Here was the disagreement I've had with a family member this week regarding my father, his health, and his choices:

My Uncle (father's brother) says we have to treat my ailing father like an irrational child (he acts like one) and force our hand to get him to manage his health care.  I, having tried for years, said that ultimately my dad is an adult and we can't force him to do anything (we have no legal recourse at this time). 

When do you allow an adult to make own decisions and live his life?  When do you or can you force your hand?

Everyone, at some point in their lives, face the crossroads of caring for their aging parents.  This subject doesn't seem to be openly discussed a lot.  Every family and individual is subject to their own experiences.  It's all dependant on the parent, the individual, beliefs, history, emotions, timing, etc.  And, you don't really think about it until it hits you between the eyes like a big dart.  Well, I'm staring cross-eyed at a big 'ol dart right now.

The back story:
I've struggled for years trying to get my Dad to take care of himself.  We typically end up fighting over the phone and I've come to the point where I can't even call him unless I'm emotionally prepared to be on the phone for several hours possibly ending in total heart pulsing frustration. 

My dad is unhealthy.  He is thousands of miles away from me.  He is not capable of managing his health care and we (my brother, uncle, cousin, and I) have all tried to help him in various ways for years.  For example, I once drove 80 miles, forced him in the car, to drive him 80 miles again to my local VA to have him checked out.  This was something he just couldn't/wouldn't do on his own.
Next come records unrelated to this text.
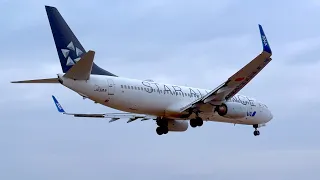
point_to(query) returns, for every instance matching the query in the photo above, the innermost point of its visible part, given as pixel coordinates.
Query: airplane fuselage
(158, 99)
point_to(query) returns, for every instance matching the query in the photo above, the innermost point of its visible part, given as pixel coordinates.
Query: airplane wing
(236, 82)
(112, 116)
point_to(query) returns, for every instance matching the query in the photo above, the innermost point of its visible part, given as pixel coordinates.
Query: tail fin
(68, 47)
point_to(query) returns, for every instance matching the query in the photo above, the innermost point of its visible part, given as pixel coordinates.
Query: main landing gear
(196, 122)
(163, 127)
(256, 132)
Some 15 years ago, we also guilted forced him into having his heart checked...sure enough he had to have a valve replaced.  He wouldn't have gone on his own.
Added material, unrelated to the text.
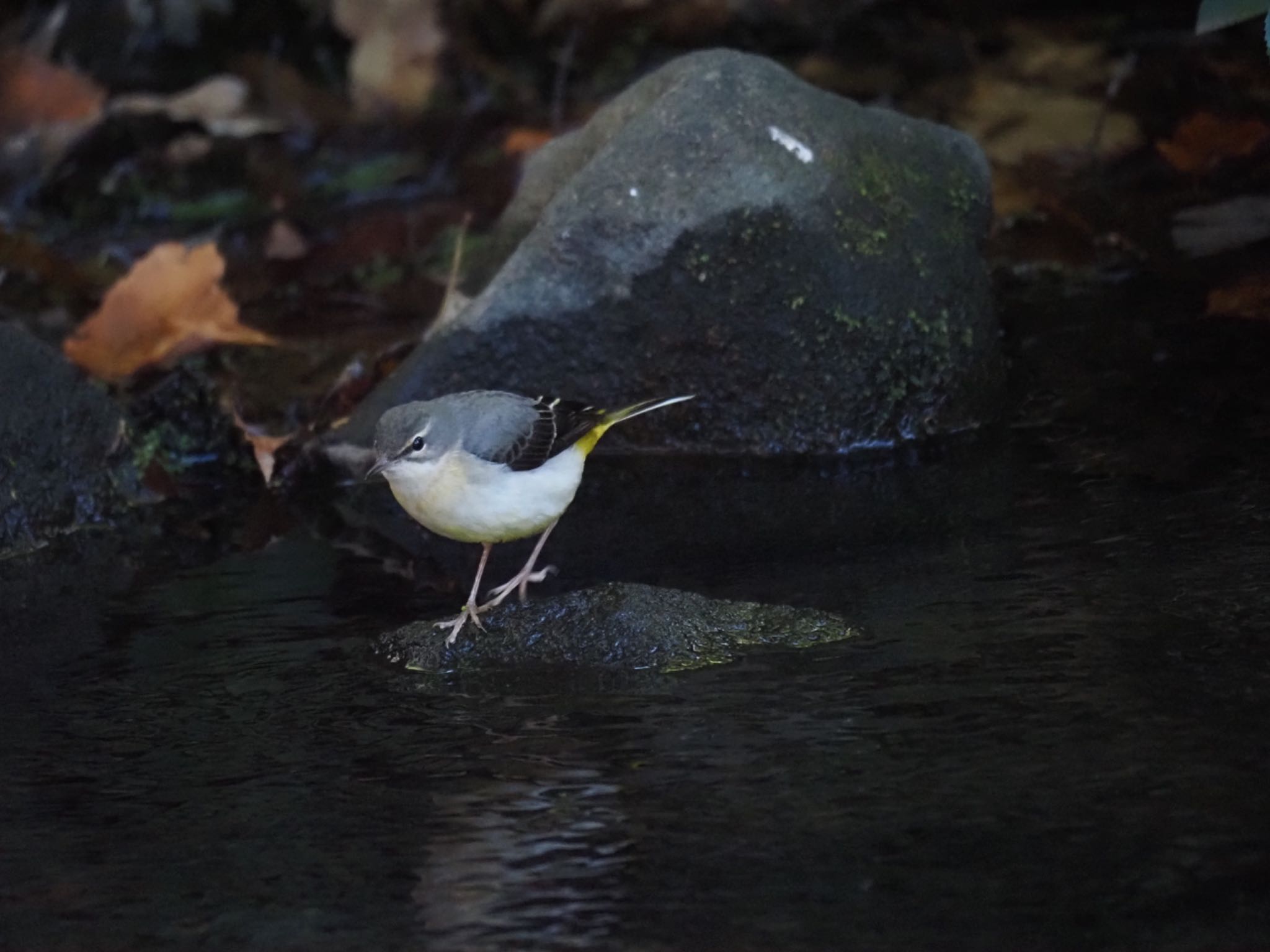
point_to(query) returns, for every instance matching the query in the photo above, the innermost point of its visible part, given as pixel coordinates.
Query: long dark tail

We fight, I listen.  Any advice I might share (or his doctor son-in-law) is often ignored, misinterpreted, unheard.  The family plays "telephone" and each situation spirals into an emergent mess.  We (all of us but my cousin are thousands of miles away) cannot manage his health care from so far away.  We have offered him to come live with us.  He has up to now, refused.

My Uncle asked my dad if he wanted to die.  My dad's response was, "No, but I never thought I'd live this long."  He is 71.  To me, that is not old.

I could write a book about my father and his stubborn ways (of which, I'm sure I share).  It has driven me to counseling.  It has ravished me with guilt. And, this is just one 1/2 of my parental unit.

I believe that a grown man who fights to make his own decisions and live his life as he sees fit (whether I/we think his decisions are rational or not) should be left to do just as he pleases.  We have no legal recourse and cannot forcefully make him do anything.  I can offer to take him in or I can be there to listen when I am able.  What else can I do?